Bruised Fancy

This blog gives me a place to comment on things which strike my fancy, hence the title. Topics may include computer software/hardware, science, space, beer, books/movies/television programs of a geeky nature, or almost anything else. It is not marked as containing adult content but be warned that I occasionally post about beer and sometimes forget to watch my language. I've been writing systems software since the days of core memory, paper tape, and front panel lights/switches.

Sunday, July 06, 2008

Recovering data from a failing hard drive

I've been trying to recover the data off a failing hard drive for a family member. I've found a few programs which claim to be able to do just that but they always get hung up by the numerous retries the drive keeps doing in the failing areas. Then I came up with the idea of using the dd command to make a copy of drive image which I could then manipulate having gotten the retries out of the way during the initial copy process. I'd used dd pretty heavily during the development of an SD card driver I'd done at my last company. Once the drive image has been copied to a file, the resulting image file can be mounted using the mount command... well it can on Linux and Mac OS X at least. You poor folks running Windows are out of luck.
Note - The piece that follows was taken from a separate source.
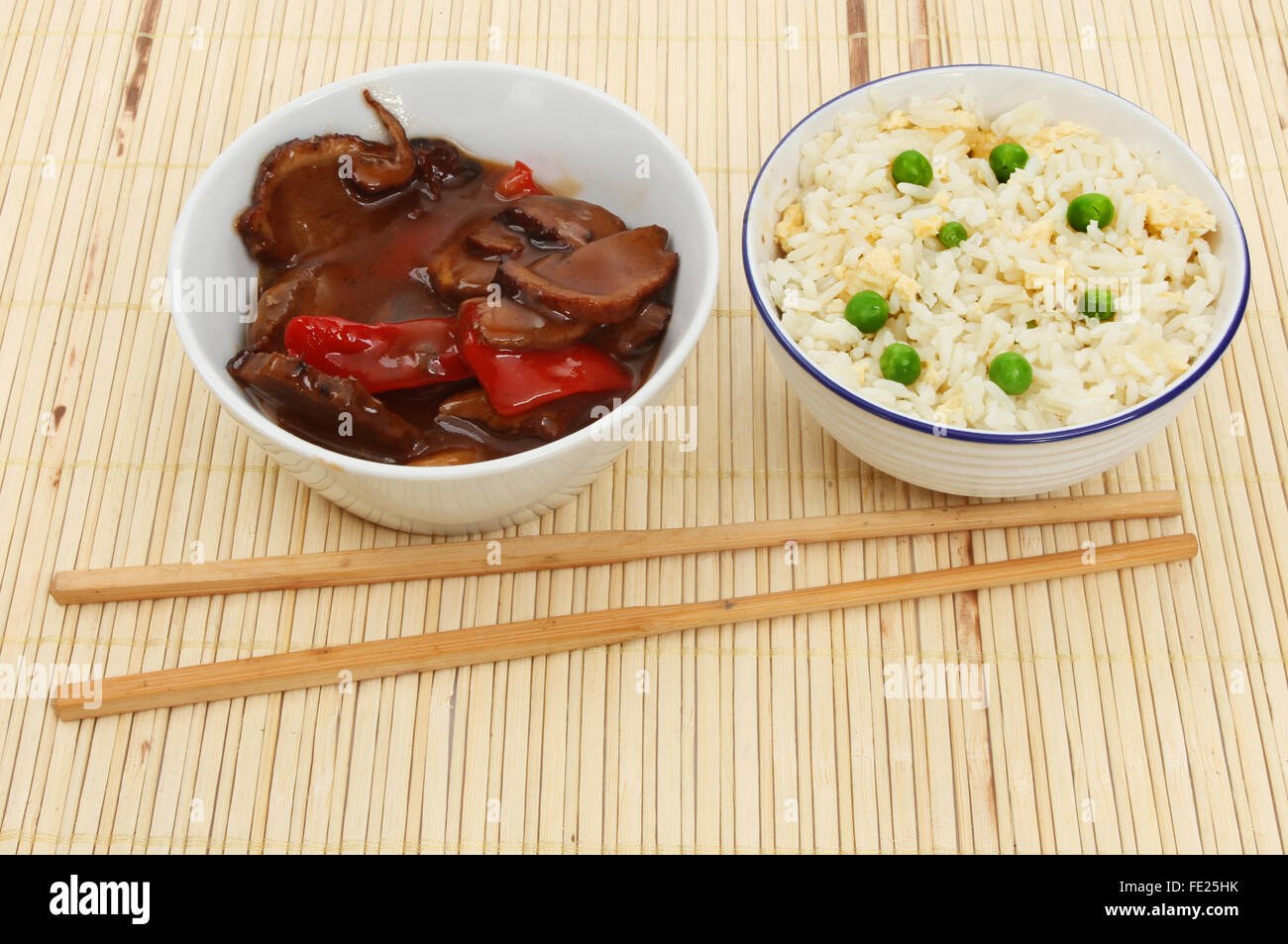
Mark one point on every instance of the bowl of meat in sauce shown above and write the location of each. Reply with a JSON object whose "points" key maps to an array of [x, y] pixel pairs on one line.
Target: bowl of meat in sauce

After looking around on the web, I discovered a great little program called dd_rescue which does intelligent retries if errors are encountered, slowly lowering the block size being requested to find the boundaries of the affected area. I think the standard dd command would try to do retries until the read worked or until the copy was aborted. dd_rescue also allows an offset to be specified when the command is invoked so the copy may be done in several stages. Since it's taken about 4 hours, off and on, to copy the first 33 GB from the failing 60 GB drive, I'm anticipating having to make heavy use of this feature to complete the copy process over the next day or two.

I made a few minor changes to the source to allow me to curtail the retries to speed up the copy. So far it's copied about 32 GB from the failing 60 GB drive. Once the data has been copied then I'll start trying to recover files from it. Wish me luck, I think I'm going to need it!

Monday, June 02, 2008

quick and dirty shell command

Today I was working on some old code at work. I discovered at least one duplicate include file which is a personal pet peeve. It's far too easy to allow multiple include files get out of sync so you have different versions for different source files.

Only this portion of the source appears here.